Pacific Coastal and Marine Science Center
Bedform Sedimentology Site: “Bedforms and Cross-Bedding in Animation”
FIG. 68. Structures with compound cross-bedding interpreted to have formed both by fluctuating flow and superimposed bedforms; eolian deposits, Navajo Sandstone (Upper Triassic? and Jurassic), Zion National Park, Utah. Note the person for scale near the lower right corner.
RECOGNITION: The lowest two sets of cross-beds in this photograph have bedding characteristics that are best explained by fluctuating-flow processes like those illustrated in Figures 22 and 58: basal wedges (A) and internal bounding surfaces that are relatively conformable with underlying foresets (B). In contrast, the set of cross-beds that occupies most of the upper half of the photograph contains subsets of cross-beds (C) that were deposited by superimposed bedforms, evident from the differing dip directions of the cross-beds and subset bounding surfaces and from the trough-shaped bounding surfaces of some of the subsets (D).
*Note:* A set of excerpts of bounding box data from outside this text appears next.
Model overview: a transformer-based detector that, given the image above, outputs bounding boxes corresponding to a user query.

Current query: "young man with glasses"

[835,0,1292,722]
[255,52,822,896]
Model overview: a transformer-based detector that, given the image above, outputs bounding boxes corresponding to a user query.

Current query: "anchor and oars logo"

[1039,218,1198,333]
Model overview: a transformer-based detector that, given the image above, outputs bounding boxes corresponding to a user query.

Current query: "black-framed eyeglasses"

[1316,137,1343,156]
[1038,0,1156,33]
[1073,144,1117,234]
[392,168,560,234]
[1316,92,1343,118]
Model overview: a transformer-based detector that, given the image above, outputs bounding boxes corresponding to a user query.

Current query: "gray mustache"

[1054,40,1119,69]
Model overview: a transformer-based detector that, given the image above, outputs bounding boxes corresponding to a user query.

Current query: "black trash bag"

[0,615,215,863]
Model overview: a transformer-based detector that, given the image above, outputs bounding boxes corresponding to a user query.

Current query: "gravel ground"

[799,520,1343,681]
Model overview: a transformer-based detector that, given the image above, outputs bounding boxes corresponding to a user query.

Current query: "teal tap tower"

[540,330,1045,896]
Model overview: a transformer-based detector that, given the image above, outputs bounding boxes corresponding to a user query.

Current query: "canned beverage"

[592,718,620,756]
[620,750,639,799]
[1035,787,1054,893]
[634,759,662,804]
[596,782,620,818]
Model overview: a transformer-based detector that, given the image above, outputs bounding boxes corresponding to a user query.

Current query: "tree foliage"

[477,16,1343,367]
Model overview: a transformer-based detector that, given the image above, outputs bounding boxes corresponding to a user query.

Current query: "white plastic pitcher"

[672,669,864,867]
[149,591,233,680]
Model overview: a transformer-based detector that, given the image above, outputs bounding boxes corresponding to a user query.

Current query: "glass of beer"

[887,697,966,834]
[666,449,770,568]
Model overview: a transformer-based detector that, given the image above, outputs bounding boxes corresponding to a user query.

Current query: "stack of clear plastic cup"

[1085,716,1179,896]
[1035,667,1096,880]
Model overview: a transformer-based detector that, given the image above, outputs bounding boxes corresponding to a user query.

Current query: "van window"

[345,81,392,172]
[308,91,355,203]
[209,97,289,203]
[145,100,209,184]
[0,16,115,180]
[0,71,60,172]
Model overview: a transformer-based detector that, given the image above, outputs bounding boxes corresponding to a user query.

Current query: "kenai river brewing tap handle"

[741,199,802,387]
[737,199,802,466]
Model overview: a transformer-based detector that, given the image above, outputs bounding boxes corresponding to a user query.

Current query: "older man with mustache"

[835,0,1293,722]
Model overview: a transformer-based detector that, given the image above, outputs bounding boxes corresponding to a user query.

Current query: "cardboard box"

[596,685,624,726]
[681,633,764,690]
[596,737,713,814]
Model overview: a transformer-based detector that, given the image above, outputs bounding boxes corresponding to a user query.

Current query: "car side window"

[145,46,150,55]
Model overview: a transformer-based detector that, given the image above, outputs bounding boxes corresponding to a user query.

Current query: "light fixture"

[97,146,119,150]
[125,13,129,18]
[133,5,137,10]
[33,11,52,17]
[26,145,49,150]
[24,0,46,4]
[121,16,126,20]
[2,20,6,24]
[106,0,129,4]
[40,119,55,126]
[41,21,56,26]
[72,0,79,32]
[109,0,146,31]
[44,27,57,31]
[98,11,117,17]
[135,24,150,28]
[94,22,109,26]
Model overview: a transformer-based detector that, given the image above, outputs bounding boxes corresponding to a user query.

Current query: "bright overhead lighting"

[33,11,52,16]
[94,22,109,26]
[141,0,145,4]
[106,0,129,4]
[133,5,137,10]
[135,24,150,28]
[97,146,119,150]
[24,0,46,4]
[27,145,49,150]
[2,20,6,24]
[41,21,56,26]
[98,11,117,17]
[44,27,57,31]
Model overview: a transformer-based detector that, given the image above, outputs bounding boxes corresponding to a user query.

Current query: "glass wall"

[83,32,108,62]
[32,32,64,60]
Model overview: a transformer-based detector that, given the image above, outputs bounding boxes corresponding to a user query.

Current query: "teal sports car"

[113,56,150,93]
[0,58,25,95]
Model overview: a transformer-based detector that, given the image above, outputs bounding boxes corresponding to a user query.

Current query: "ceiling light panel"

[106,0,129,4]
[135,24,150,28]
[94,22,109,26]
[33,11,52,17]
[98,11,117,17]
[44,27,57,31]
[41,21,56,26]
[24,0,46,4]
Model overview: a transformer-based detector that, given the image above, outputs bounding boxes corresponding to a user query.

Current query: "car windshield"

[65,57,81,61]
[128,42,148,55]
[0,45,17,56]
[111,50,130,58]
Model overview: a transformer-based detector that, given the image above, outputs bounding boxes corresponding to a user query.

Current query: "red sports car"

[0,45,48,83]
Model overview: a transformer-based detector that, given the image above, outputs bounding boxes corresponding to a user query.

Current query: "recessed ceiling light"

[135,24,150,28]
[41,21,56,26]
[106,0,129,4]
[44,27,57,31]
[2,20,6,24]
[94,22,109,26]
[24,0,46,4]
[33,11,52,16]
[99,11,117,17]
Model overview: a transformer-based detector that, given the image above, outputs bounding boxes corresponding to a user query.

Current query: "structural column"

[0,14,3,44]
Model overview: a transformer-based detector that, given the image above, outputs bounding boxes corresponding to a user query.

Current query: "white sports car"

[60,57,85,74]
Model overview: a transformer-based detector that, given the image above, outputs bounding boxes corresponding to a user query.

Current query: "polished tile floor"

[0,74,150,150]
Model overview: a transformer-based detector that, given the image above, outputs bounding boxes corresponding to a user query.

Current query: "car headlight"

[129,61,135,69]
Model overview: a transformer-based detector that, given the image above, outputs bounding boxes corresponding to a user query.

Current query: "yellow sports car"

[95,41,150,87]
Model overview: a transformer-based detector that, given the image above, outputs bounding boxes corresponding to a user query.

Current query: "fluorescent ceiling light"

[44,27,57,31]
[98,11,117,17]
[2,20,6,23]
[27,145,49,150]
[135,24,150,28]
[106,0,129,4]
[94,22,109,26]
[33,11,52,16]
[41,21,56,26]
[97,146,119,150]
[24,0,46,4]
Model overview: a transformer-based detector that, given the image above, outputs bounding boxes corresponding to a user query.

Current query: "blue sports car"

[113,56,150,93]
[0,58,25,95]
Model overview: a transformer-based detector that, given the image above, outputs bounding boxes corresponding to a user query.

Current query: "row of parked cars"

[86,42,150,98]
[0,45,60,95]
Although this photograph shows compound cross-bedding formed by reversing of the main bedforms (lower part of photograph) and formed by migration of superimposed bedforms (upper left), the structures are in different sets of cross-beds and were therefore deposited at different times and by different dunes, not simultaneously on the same bedform as is illustrated in Figure 67. The same set that contains the subsets deposited by the superimposed bedforms, however, also has other subsets (E) with relatively conformable set boundaries. These subsets resemble reversing-bedform deposits. If such an interpretation is correct, then superimposed bedforms and fluctuating flow both affected this dune, although not necessarily at the same time.